DOE admits it has no waste plan for Idaho lab

Associated Press

IDAHO FALLS – The Department of Energy will hold hearings this month to lay out plans to produce plutonium at the Idaho National Laboratory, but officials acknowledge they still can’t answer a key question: what to do with the radioactive waste created by the new plant.

The federal government has proposed building a $300 million complex at the eastern Idaho nuclear research site to consolidate production of plutonium-238 and the assembly of the long-lasting batteries that run off heat generated by the decaying radioactive fuel.

Currently, production is done at three separate sites: Oak Ridge National Laboratory in Tennessee, Los Alamos National Laboratory in New Mexico, and the Idaho complex west of Idaho Falls.

Because the existing inventory of plutonium-238 will be gone in five years, the agency says it needs to produce new supplies for the batteries, which are needed for unspecified national security missions and NASA’s deep space exploration vehicles.

The Energy Department says the batteries will not be used in military applications.

The agency wants to make 11 pounds of plutonium-238 annually for 35 years beginning in 2011, and estimates the program will create 20 cubic meters a year of radioactive “transuranic” waste – such as gloves, rags, tools and other debris contaminated during plutonium production and battery assembly.

The Energy Department wants to encase that radioactive debris in melted glass and store it at the Idaho lab until it can be shipped to the Waste Isolation Pilot Plant near Carlsbad, N.M., where waste from nuclear weapons production is stored in ancient salt beds, 2,150 feet underground.

But there are still unresolved questions as to whether the New Mexico waste site can accept radioactive waste that does not come from defense-related programs.

“The only piece that’s missing is whether the waste can be confirmed to go to (the New Mexico site),” said Tim Frazier, head of radioisotope power systems for the Energy Department.

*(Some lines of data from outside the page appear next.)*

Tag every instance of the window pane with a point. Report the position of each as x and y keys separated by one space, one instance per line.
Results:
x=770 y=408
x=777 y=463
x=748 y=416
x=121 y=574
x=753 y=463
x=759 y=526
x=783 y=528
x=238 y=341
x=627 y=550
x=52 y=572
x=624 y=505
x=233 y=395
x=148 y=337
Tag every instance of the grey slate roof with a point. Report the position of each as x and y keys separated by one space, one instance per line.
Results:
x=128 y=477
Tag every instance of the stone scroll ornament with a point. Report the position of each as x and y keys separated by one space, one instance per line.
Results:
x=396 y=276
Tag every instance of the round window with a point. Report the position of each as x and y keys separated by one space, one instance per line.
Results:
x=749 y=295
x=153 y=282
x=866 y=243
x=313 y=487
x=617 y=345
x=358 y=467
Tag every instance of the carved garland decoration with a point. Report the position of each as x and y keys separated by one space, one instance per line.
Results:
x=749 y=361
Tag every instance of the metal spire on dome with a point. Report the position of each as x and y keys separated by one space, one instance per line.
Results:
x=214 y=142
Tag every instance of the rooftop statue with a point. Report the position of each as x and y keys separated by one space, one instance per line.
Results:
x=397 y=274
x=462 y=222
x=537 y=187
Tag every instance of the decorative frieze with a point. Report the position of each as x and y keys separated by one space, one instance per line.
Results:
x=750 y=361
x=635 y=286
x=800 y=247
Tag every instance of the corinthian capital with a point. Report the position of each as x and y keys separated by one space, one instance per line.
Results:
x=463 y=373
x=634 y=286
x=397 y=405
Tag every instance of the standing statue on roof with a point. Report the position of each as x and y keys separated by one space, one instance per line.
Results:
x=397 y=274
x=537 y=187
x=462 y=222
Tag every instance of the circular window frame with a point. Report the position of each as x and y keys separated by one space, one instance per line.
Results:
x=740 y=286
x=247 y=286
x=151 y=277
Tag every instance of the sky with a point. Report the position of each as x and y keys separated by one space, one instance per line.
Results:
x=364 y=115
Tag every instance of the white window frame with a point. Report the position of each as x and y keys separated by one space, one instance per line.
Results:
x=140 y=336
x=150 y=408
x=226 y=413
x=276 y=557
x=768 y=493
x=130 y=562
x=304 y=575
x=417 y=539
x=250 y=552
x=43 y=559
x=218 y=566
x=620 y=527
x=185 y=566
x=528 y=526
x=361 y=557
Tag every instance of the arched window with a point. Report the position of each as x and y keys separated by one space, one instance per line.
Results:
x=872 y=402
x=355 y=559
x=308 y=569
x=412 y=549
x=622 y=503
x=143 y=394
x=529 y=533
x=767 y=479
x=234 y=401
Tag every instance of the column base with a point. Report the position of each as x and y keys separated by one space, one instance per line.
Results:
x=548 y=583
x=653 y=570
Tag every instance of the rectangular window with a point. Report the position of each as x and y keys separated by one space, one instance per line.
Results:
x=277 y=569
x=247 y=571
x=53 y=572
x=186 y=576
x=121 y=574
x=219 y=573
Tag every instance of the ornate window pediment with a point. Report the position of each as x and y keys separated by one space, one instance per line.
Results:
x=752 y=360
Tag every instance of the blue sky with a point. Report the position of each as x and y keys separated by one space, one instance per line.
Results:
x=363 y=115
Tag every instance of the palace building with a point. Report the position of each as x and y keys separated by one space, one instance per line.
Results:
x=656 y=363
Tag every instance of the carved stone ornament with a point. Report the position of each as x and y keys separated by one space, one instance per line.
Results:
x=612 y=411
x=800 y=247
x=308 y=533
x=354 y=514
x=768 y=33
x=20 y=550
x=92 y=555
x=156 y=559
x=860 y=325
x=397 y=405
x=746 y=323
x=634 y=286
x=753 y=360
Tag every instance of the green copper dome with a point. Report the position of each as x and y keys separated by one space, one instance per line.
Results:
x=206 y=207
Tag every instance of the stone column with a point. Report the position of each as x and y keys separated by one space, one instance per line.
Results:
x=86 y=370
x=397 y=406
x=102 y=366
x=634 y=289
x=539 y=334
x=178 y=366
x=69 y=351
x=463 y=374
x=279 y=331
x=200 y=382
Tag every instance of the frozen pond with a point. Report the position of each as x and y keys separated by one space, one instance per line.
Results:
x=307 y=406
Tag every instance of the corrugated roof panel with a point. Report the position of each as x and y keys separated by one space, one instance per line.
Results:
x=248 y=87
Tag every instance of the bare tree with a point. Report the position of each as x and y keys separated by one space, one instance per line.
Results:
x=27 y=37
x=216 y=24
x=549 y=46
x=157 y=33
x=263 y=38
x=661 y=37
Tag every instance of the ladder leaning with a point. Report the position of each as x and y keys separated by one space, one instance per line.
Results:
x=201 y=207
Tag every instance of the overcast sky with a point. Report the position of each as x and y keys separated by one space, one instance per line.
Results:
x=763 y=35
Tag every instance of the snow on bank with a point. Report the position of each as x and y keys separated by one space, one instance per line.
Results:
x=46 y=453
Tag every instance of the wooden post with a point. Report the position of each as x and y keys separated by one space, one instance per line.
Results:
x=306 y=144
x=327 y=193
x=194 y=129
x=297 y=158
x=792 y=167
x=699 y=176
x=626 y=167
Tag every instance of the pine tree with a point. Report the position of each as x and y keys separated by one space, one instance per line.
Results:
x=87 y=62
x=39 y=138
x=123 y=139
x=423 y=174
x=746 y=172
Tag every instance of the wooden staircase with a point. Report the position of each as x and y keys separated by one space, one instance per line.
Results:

“We certainly wouldn’t start operations without a disposal path for the transuranics, but that’s not until 2012.”

Frazier said he is confident waste generated at the Idaho site from the battery program will go to the New Mexico salt beds because the facility already accepts similar waste from the Idaho lab and from Los Alamos, where some of the plutonium battery work is now done.

But opponents of the government’s plan to begin producing the highly toxic material at the Idaho site say they don’t want the Energy Department guessing on such a critical issue as out-of-state waste disposal.

“They are sliding this thing under the door,” said Jeremy Maxand, director of the Boise-based watchdog group Snake River Alliance.

The public has until Aug. 29 to comment on the Energy Department’s plutonium production plan.